Нина была потрясена. Она знала, как и весь литературный Тифлис, что Мандельштам где-то на Кавказе, что он несколько дней провел в городе у Зданевичей, а потом уехал то ли в Армению, то ли в Азербайджан, но могла ли она вообразить, что ее кумир вдруг так неожиданно появится над городом, под луной, в парах вина, в ту ночь, когда она – уж это она точно знала – с голыми плечами столь неотразима, что он, благороднолобый, будет так ошалело на нее оглядываться, пока обнимается с Паоло и Тицианом, будто узнал в ней одну из «красавиц тринадцатого года», может быть, даже ту, Соломинку, тоже грузинку, как и она сама, особенно в эту ночь, – Соломею Андроникашвили?

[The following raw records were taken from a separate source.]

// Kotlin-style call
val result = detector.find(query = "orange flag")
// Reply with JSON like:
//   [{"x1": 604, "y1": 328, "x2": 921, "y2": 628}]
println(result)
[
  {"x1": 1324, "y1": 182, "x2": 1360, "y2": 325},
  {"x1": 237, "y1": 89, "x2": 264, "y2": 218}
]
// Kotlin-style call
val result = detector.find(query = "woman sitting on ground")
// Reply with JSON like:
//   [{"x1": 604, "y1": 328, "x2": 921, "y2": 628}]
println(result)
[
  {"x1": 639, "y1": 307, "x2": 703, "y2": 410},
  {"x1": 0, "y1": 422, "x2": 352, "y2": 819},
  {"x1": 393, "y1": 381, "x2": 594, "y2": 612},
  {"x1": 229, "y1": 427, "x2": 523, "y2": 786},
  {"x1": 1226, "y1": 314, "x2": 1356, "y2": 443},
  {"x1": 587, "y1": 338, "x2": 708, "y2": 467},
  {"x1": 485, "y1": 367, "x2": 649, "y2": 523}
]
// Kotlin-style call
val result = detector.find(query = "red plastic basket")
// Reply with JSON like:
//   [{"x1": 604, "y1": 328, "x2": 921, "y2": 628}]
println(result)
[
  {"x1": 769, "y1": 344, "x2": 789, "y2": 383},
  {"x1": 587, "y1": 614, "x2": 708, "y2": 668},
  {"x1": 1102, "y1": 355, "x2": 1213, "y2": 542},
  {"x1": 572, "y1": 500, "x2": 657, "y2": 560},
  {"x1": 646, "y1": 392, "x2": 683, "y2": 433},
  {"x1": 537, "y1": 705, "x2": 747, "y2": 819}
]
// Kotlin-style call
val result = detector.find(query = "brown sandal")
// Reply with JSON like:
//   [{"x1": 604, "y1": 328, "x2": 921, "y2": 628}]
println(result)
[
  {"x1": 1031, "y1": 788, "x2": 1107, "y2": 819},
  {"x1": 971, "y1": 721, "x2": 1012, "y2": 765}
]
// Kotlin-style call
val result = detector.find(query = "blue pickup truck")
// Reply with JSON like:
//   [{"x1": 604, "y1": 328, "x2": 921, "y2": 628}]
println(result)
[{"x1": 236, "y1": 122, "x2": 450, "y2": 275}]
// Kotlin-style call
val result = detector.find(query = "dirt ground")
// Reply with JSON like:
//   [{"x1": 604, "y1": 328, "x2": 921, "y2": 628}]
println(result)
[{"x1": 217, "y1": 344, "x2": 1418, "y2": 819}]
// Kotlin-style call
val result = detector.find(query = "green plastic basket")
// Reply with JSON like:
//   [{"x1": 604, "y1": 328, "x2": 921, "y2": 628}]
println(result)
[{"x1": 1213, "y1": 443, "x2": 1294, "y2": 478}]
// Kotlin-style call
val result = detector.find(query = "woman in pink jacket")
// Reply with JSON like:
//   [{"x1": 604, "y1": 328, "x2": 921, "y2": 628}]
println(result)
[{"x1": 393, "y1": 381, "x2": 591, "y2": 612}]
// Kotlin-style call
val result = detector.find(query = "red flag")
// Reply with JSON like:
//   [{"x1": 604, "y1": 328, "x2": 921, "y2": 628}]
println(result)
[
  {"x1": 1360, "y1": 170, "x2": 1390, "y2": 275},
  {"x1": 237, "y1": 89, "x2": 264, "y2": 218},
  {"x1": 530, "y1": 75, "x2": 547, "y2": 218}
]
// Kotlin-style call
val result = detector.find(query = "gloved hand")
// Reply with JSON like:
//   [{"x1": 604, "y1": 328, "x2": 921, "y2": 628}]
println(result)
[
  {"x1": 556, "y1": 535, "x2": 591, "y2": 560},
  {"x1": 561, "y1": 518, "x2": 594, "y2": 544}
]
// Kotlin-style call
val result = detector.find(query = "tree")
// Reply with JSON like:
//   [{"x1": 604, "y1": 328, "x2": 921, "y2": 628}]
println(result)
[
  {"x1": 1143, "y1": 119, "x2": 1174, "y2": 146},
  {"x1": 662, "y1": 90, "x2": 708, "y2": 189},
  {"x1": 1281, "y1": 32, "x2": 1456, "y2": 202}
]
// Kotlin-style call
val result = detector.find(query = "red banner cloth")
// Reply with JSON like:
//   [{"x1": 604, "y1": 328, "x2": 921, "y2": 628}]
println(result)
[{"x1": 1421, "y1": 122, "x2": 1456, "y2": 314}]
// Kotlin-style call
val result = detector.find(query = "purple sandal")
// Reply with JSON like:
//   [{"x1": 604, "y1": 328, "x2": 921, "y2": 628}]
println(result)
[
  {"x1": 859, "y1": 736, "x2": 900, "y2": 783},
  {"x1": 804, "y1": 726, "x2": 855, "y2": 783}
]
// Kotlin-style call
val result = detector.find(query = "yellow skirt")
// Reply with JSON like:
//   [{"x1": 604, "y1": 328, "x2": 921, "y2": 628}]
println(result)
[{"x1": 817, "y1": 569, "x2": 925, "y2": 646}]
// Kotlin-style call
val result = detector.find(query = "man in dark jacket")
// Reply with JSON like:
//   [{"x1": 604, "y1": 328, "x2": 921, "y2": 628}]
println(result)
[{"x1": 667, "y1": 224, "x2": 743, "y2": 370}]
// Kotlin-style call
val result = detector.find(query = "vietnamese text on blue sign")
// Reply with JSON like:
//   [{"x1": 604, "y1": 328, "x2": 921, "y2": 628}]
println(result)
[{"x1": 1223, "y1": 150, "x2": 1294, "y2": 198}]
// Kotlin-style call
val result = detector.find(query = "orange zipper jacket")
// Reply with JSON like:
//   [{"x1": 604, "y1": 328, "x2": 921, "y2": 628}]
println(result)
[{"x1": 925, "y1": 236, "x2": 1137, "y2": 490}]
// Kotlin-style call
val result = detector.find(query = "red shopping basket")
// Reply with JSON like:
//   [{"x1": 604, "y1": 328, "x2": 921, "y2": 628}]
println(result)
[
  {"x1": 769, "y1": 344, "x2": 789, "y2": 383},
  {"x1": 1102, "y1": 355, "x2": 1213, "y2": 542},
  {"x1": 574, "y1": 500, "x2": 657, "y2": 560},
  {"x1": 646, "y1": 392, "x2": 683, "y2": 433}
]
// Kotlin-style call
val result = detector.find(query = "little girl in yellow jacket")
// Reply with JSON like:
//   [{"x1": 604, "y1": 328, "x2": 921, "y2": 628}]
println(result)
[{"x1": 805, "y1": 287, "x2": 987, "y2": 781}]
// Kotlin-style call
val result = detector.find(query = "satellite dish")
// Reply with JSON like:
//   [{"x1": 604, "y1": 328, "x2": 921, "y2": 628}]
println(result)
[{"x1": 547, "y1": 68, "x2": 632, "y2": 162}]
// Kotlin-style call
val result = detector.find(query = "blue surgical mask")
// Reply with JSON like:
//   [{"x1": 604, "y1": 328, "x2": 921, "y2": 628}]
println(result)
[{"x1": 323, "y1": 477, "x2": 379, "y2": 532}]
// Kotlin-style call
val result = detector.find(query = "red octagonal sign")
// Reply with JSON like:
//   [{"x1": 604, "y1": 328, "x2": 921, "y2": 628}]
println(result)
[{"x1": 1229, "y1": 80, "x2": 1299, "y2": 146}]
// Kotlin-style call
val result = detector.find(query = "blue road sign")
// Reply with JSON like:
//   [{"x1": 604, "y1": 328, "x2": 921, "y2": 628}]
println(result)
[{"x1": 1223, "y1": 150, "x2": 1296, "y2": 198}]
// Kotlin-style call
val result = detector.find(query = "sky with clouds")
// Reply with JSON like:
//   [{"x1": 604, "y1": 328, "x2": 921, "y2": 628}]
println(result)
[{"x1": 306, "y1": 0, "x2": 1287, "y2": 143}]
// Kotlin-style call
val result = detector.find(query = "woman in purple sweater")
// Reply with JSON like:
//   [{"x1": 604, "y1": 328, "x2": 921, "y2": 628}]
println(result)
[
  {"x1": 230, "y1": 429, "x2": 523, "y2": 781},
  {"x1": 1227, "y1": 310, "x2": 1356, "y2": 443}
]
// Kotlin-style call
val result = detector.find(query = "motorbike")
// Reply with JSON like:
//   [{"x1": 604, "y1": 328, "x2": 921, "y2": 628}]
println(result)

– Откуда ты, Осип? – громко спросил Паоло, разыгрывая перед понимающей аудиторией сцену встречи двух братьев по Мировой Словесности.
– Из Армении! – вскричал Мандельштам. – Еле ноги унес оттуда! Слушайте, вот несколько строк! – Он начал читать, явно на Нину: – Там, в Нагорном Карабахе, в хищном городе Шуше, я изведал эти страхи, соприродные душе... – Бросил читать и спросил, будто очертя голову, громким шепотом: – Бога ради, Паоло, кто ОНА?
Паоло с гордостью представил:
– Нина Градова, молодая поэтесса, только что мы ее титуловали Нашей Девушкой!
Мандельштам холодными лапками цапнул Нинину ладонь:
– Нина, вы... я просто ошеломлен... вы как будто оттуда, из «Бродячей собаки»!..
– «Я научился вам, блаженные слова: Ленор, Соломинка, Лигейя, Серафита», – как зачарованная прочла Нина.
– О, вы помните! – прошептал Мандельштам.
Поближе к ним подошел шарманщик. Крутанул музыку на полную катушку. Попугаи бурно взлетели с его плеч. Мандельштам зашарил по карманам:
– У меня, как всегда, ни рубля...
– Ничего не надо, – сказал старик.
Даже грузинские пиры иногда кончаются, и к концу ночи Мандельштам и Нина оказались одни в центре города. Луна еще стояла в небе, освещая многочисленные портреты Сталина и лозунги первой пятилетки. Они шли вдоль жалких витрин некогда роскошных магазинов.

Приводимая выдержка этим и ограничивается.